Salonen's quiet place for composing turns out to be his old stomping ground, Los Angeles, where he and his wife, Jane Price, a former member of the Philharmonia, recently relocated from London. They did so partly because son Oliver, who's about to turn 15, wanted to attend a high school there, Salonen explained. Their daughters, Ella Aneira and Anja Sofia, attend universities on the East Coast.
"I have my friends in L.A., I guest conduct the L.A. Phil two or three weeks a season, I go to other concerts there, so it's perfect for me," he said.
Salonen the composer is finishing a big piece for chorus and orchestra commissioned by the Tonhalle Orchestra in Zurich, Switzerland, which is to be premiered at the ensemble's season opener in September under its new principal conductor, Lionel Bringuier. The young Frenchman had been Salonen's assistant and, later, resident conductor, in Los Angeles. This may have something to do with Salonen's recent appointment as the Tonhalle's first-ever creative chair, beginning this fall.
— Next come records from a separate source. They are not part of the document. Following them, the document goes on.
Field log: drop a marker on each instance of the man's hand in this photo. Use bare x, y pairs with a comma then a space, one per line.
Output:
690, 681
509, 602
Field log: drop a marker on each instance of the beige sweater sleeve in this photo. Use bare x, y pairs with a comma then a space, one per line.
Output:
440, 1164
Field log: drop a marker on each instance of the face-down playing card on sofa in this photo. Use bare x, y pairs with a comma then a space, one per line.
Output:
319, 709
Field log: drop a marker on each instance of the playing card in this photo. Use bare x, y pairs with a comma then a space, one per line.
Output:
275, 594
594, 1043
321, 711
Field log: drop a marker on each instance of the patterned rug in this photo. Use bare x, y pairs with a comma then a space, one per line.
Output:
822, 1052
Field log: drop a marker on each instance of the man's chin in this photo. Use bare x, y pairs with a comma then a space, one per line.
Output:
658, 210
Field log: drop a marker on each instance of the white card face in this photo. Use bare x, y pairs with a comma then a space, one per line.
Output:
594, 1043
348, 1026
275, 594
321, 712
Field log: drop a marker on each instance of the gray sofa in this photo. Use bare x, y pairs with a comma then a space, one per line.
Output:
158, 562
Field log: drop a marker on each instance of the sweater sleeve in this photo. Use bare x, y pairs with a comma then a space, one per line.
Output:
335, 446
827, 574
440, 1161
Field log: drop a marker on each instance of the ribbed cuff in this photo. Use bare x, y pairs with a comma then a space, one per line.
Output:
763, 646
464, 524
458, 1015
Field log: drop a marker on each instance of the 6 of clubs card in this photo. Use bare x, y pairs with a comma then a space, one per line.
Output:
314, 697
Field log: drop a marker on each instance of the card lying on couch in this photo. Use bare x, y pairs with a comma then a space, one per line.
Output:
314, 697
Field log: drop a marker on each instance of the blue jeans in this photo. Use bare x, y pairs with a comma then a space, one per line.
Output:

No fewer than 10 of Salonen's orchestral, instrumental and chamber works are on the orchestra's docket for 2014-15.
Esa-Pekka Salonen conducts the Chicago Symphony Orchestra in works by Janacek, Dvorak and Salonen, at 8 p.m. Thursday-Saturday and 3 p.m. Sunday. Christian Tetzlaff is the violin soloist; Symphony Center, 220 S. Michigan Ave.; $32-$217; 312-294-3000, cso.org.
Ma and Civic Orchestra
This season's crop of young Civic Orchestra young musicians could well be the finest in the training orchestra's 95-year history, and that's saying something.
The evidence was out there Monday night in sold-out Orchestra Hall, where the pre-professional youth ensemble gave a searching, deeply felt performance of Richard Strauss' "Don Quixote," with its star mentor, cellist Yo-Yo Ma, as soloist, and Carlos Miguel Prieto conducting.
The concert was the culmination of an intensive, seven-month preparation period during which the CSO's creative consultant built on the technical groundwork laid by Civic principal conductor Cliff Colnot. The cellist worked with the players not only on mastering the many musical challenges but also understanding how the musical content relates to the fanciful narrative. Ultimately the aim was to have each player feel invested in the finished performance – "owning" the score, to use one of Ma's pet terms.
What the sold-out crowd heard on Monday was a remarkable demonstration of collective musical ownership. The playing was confident in all departments, and each of the woeful knight's exploits was vividly characterized. Ma's Quixote and principal viola Helen Hess' depiction of Sancho Panza inspired fine solo work in other parts of the orchestra. Altogether this "Don Quixote" would have done credit to any number of adult professional ensembles.
Prieto's flexible shaping of Strauss' enormous orchestral canvas also marked Monday's robust account of another Strauss tone poem, "Don Juan," a late addition to the program, chosen by the orchestra members themselves. Full of youthful energy and swagger, the reading showed not only a remarkable mastery of the treacherous instrumental writing but also a ready response to the drama within the notes.
Having selected Civic players talk about the two scores and what it was like to prepare them so extensively – several of them also spoke revealingly about why they chose to build their careers around classical music – lent context to the orchestra's dedicated performances.